What Is The Purpose Of The Us Government?
Weaker people might band together and take away the rights of the stronger and smarter people. For example, you probably agree that everyone in the United States has the right to be protected from robbers and burglars. The belief that everyone should have this protection is shared by most people in the United States. We hear about it on television, in the newspaper, and in discussions.
The Constitution, which was written in 1787, is considered the “supreme law of the land” because it cannot be surpassed. When creating the Preamble of the Constitution, the Founding Fathers based the government on three main principles, which were inherent rights, self government and separation of powers. Inherent rights are rights granted to anyone living in the United States.

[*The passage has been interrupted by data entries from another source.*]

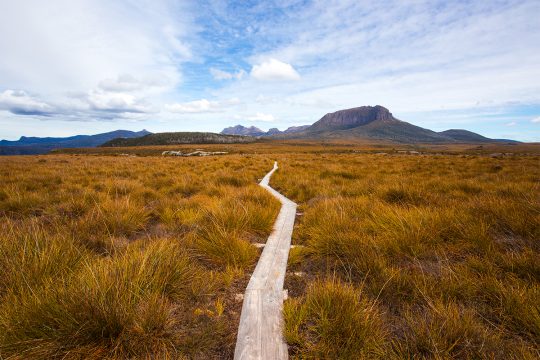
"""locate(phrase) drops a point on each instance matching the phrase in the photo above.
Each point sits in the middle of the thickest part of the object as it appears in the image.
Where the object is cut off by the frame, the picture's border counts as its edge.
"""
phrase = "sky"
(89, 66)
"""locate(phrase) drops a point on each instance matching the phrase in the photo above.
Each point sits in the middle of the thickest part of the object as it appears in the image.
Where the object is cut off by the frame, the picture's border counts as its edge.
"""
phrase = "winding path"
(260, 334)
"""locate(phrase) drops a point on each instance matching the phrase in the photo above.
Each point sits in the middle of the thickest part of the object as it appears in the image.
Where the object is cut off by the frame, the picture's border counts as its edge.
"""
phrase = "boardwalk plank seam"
(260, 333)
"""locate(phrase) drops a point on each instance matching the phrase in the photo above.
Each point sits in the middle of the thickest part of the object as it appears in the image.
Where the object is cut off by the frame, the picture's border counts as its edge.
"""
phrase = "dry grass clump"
(444, 248)
(334, 321)
(104, 257)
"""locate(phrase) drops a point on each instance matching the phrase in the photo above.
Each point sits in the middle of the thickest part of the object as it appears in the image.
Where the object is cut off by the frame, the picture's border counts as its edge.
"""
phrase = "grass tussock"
(127, 258)
(444, 248)
(333, 320)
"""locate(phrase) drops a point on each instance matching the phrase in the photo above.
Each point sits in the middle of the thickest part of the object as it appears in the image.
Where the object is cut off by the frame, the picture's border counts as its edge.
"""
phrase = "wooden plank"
(260, 333)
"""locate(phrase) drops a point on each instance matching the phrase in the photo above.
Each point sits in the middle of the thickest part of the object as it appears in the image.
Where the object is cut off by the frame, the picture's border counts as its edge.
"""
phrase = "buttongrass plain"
(127, 257)
(413, 256)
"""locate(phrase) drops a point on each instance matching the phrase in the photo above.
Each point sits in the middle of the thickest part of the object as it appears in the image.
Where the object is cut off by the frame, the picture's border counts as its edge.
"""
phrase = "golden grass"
(431, 256)
(104, 257)
(442, 250)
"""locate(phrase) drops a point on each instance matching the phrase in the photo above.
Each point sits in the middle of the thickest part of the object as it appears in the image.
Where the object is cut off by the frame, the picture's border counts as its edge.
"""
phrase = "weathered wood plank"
(260, 333)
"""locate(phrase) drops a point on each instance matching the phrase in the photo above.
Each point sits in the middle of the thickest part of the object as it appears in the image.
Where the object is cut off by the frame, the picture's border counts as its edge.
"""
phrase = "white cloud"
(261, 117)
(127, 82)
(21, 103)
(224, 75)
(274, 70)
(115, 102)
(201, 106)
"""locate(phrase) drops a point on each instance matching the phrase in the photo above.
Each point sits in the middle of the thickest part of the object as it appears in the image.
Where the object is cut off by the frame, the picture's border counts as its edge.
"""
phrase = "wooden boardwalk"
(260, 334)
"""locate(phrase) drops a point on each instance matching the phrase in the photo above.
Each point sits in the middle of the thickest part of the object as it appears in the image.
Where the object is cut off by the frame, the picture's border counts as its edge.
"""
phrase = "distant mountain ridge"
(38, 145)
(374, 123)
(255, 131)
(175, 138)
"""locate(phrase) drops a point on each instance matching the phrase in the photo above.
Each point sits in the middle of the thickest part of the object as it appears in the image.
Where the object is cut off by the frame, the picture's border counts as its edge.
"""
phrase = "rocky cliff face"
(243, 130)
(351, 118)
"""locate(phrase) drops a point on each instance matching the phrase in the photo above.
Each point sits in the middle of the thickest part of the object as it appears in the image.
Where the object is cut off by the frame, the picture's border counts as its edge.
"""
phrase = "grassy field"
(122, 257)
(401, 256)
(413, 256)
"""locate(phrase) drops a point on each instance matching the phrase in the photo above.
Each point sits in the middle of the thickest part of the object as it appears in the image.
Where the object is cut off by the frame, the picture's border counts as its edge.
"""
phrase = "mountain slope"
(173, 138)
(255, 131)
(378, 123)
(243, 130)
(36, 145)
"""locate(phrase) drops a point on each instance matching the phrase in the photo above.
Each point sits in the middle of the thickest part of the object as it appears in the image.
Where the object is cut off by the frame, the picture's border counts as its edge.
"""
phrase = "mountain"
(377, 123)
(351, 118)
(470, 137)
(243, 130)
(174, 138)
(295, 129)
(255, 131)
(37, 145)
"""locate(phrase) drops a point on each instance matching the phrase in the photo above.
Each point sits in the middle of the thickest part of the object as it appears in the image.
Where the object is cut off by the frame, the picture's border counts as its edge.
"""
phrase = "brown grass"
(443, 249)
(104, 257)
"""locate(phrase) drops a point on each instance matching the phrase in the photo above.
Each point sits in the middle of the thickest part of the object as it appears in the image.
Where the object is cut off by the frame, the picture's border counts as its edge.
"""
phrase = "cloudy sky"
(88, 66)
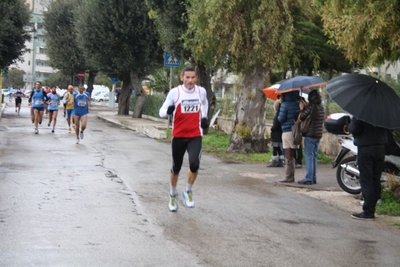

Government purposemeans any activity in which the Government is a party, including cooperative agreements with international or multi-national defense organizations or sales or transfers by the Government to foreign governments or international organizations. Government Purposes include competitive procurement, but do not include the rights to practice a Subject Invention for commercial purposes or authorize others to do so. Protection from fellow citizens includes enforcing civil law that defines property, contracts and minor injuries so people can effectively exercise their right to acquire and possess property and sue people for less than criminal injuries. State laws must protect the integrity of the family by defining marriage and specifying duties and rights of family members.
Most recent in the Founders’ experience was the government established by the Articles of Confederation—a “firm league of friendship” that had been too weak to provide an effective form of government. This was to be a republic that worked—not one that failed as all previous attempts had. They were well acquainted with the claim that liberty and safety are best secured by a government of separated and divided powers, accompanied by proper checks and balances. The Framers’ republic went one step further by dividing power between two “distinct governments” to cite Federalist No. 51—the federal level and the state level, and then subdividing power among separate departments or branches within these governments. Finally, governments provide for the “general welfare” of their people.
The stronger and smarter people might try to take away other people’s lives, liberty, or property. Think what your classroom might be like if there were no rules. Think what might happen if the teacher didn’t have the right to tell anyone what to do. Many of the Founders believed people receive these rights from God. Others believed that people have them just because it is natural for people to have them.